Я громко прыснула со смеху. Не смогла сдержаться. Если это был симптом сумасшествия, тогда, вполне возможно, я была здорова.

– Нет, я не думаю, что могу контролировать погоду. Или летать, или задавать направление земной орбите. Никаких суперсил.

Доктор Нельсон только кивнул, затем снова посмотрел в файл.

– Было ли время, когда люди доставали тебя?

Чувствуя облегчение с каждой секундой, я сместилась на одно бедро, опершись рукой о кресло.

– Эм… Вполне уверена, моя учительница по химии терпеть меня не может, но она всех ненавидит, так что не думаю, что это что-то личное.

Он еще что-то записал.

– Ты когда-нибудь слышала голоса, которые никто не мог слышать?

– Нет.

Это был легкий вопрос.

Доктор Нельсон почесал плешь короткими, аккуратно постриженными ноготками.

– Твоя семья или друзья когда-нибудь утверждали, что сказанное тобой необычно?

– Вы имеете в виду, говорю ли я то, в чем нет смысла? – спросила я, и он кивнул, никак не задетый вопросом. – Разве что на уроке французского.

– Ты когда-нибудь видела то, что не могли видеть другие?

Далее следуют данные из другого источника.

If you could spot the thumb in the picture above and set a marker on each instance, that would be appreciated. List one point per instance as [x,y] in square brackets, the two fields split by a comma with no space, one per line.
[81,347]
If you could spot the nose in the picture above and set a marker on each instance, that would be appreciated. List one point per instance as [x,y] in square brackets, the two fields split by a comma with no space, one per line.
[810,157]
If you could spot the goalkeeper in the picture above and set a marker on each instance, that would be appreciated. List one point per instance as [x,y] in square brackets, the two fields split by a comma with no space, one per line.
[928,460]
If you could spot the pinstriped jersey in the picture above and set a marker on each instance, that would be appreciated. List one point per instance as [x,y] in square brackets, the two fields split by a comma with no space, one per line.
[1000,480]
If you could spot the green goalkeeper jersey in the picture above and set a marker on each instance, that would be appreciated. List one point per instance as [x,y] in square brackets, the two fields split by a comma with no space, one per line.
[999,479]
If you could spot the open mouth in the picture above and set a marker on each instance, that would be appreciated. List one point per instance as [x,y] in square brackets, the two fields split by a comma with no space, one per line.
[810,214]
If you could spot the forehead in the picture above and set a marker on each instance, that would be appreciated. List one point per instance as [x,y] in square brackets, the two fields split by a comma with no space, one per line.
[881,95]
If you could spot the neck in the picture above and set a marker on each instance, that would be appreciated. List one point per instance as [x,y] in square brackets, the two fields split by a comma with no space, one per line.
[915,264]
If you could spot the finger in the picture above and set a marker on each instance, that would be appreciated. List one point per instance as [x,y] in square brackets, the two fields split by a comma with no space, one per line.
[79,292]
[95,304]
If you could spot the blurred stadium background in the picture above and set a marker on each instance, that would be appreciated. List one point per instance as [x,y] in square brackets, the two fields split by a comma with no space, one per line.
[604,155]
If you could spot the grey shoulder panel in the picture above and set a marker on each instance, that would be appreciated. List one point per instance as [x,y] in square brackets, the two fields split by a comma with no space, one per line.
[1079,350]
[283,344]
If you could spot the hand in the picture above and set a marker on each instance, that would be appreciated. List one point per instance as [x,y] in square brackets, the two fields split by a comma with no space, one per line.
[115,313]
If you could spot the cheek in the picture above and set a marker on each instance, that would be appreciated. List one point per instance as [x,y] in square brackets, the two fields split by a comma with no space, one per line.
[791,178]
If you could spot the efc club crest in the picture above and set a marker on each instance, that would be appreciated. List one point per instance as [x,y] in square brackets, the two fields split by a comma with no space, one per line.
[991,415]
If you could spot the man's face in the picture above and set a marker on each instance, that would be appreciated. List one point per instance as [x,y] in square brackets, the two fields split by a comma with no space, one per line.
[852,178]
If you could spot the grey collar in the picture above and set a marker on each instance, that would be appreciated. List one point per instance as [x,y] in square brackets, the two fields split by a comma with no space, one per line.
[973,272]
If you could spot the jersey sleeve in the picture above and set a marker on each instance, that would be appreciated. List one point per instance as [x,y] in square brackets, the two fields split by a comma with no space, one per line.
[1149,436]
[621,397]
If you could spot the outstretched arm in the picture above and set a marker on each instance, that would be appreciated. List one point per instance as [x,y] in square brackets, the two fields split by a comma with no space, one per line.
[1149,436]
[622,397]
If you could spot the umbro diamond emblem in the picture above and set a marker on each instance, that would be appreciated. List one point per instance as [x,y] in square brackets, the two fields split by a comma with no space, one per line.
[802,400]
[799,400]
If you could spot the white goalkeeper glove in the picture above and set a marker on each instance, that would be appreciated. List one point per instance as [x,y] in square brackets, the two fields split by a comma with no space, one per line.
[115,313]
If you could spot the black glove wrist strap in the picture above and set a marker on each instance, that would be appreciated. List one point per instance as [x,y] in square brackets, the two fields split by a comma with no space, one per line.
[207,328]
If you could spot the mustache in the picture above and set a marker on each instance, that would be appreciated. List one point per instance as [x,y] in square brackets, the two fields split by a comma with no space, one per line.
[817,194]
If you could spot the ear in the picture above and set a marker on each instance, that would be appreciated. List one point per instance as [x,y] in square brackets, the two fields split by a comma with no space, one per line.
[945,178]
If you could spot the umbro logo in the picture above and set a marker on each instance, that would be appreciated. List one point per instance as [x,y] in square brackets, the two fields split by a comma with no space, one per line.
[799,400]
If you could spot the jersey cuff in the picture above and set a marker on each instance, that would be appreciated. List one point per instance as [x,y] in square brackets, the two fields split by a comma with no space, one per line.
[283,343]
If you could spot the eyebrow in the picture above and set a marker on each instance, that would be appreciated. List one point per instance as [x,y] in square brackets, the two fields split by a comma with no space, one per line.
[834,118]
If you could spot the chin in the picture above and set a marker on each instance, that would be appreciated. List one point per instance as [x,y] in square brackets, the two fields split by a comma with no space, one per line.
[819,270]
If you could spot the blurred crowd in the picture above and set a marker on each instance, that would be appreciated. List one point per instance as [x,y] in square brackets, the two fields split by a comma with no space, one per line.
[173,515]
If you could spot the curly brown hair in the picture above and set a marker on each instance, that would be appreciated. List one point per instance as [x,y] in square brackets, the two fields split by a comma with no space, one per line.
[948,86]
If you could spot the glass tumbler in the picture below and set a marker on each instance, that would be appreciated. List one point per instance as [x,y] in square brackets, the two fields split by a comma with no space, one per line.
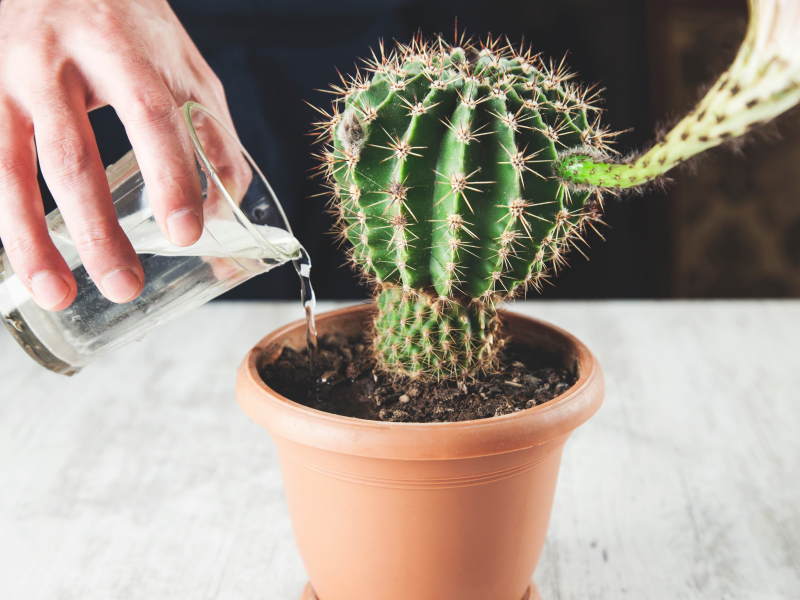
[245,234]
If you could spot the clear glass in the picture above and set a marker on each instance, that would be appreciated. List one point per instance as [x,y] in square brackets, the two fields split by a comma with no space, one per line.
[246,234]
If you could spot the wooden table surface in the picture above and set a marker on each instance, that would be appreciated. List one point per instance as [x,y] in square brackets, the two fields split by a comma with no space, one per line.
[140,478]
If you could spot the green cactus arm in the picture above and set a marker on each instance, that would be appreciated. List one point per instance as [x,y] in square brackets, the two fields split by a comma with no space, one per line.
[762,83]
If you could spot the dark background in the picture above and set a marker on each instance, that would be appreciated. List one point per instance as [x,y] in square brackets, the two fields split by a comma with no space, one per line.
[650,56]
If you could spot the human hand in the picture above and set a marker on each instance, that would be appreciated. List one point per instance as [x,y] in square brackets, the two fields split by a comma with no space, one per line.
[60,59]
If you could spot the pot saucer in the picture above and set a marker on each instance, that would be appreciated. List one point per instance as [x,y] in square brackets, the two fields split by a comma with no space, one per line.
[531,594]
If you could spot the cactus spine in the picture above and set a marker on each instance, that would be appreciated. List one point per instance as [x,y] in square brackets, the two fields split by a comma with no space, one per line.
[762,82]
[462,174]
[441,168]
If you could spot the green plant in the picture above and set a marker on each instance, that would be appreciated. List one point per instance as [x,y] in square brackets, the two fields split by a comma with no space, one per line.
[462,174]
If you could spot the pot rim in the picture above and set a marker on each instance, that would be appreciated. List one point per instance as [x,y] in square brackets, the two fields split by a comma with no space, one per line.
[422,441]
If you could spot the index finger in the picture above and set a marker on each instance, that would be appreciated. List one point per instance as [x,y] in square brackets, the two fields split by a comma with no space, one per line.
[165,154]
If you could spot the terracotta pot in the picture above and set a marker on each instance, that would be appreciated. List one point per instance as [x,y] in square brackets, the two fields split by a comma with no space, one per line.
[404,511]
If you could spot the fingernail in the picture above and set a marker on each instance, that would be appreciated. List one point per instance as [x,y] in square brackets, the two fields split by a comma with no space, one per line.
[48,289]
[121,286]
[184,227]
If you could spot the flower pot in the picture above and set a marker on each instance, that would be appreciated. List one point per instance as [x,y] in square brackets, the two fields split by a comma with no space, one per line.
[435,511]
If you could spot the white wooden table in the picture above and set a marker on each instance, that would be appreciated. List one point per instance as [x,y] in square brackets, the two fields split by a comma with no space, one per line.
[140,478]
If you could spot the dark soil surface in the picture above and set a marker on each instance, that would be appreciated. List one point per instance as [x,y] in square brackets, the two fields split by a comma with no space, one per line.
[346,385]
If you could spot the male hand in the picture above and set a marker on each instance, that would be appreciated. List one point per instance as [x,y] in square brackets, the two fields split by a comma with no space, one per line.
[60,59]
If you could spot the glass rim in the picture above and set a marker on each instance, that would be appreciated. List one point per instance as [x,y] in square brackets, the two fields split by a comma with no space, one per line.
[186,111]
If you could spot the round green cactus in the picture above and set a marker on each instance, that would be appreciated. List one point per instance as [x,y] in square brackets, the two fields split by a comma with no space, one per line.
[441,168]
[462,174]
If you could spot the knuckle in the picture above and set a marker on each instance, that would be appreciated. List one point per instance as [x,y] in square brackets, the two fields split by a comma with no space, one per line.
[68,156]
[107,24]
[12,171]
[156,110]
[94,237]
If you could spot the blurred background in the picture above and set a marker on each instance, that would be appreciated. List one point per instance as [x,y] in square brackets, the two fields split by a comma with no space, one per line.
[729,230]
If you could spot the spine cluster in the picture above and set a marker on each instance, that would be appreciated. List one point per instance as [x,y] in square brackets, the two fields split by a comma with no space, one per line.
[440,164]
[762,83]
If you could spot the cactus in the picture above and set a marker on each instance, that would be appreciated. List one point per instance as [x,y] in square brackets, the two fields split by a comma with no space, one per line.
[461,175]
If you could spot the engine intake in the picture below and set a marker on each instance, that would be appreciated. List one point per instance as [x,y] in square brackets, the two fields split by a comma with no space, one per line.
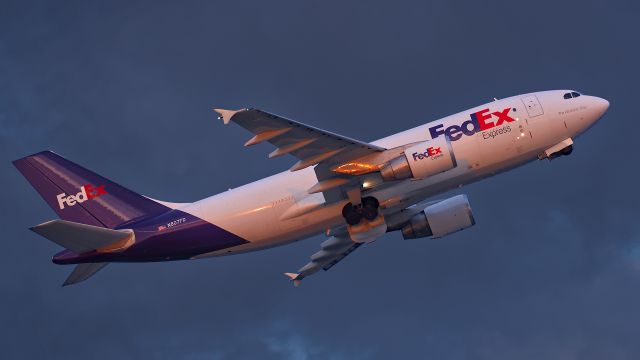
[440,219]
[420,161]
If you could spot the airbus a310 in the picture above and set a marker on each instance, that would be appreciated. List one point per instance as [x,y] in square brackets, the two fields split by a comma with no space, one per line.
[350,190]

Мое сердце ухнуло в желудок, а улыбка растаяла, словно леденец в августовскую жару.

– Кейли?

Я скрестила руки на груди и попыталась проигнорировать страх, клубящийся вокруг меня, словно отголосок воспоминания от темного тумана.

– Ладно, слушайте, если я отвечу честно, это покажется бредом. Но тот факт, что я знаю, что это значит, не делает меня сумасшедшей, правильно? – Густые седые брови доктора Нельсона полезли вверх.

– Сумасшедшая – не диагноз, и не термин, который мы бы использовали здесь.

– Но вы знаете, что я подразумеваю, так ведь?

Вместо ответа он скрестил ноги в коленях и откинулся на спинку стула.

– Давай поговорим о панических атаках. Что стало причиной той, что ты испытала в торговом центре?

Я закрыла глаза. Он не сможет помочь тебе, если ты солжешь. Но не было и гарантии того, что он поможет мне, если я скажу правду.

Мы ни к чему не приходим…

– Я видела ребенка в инвалидном кресле, и у меня появилось ужасающее чувство того, что… что он скоро умрет.

Доктор Нельсон нахмурился, его карандаш замер над файлом.

– Почему ты подумала, что он умрет?

Я пожала плечами и несчастно уставилась на свои руки на коленях.

– Не знаю. Было просто такое странное сильное чувство. Словно тогда, когда вы можете сказать, что кто-то смотрит на вас. Или стоит у вас за плечом?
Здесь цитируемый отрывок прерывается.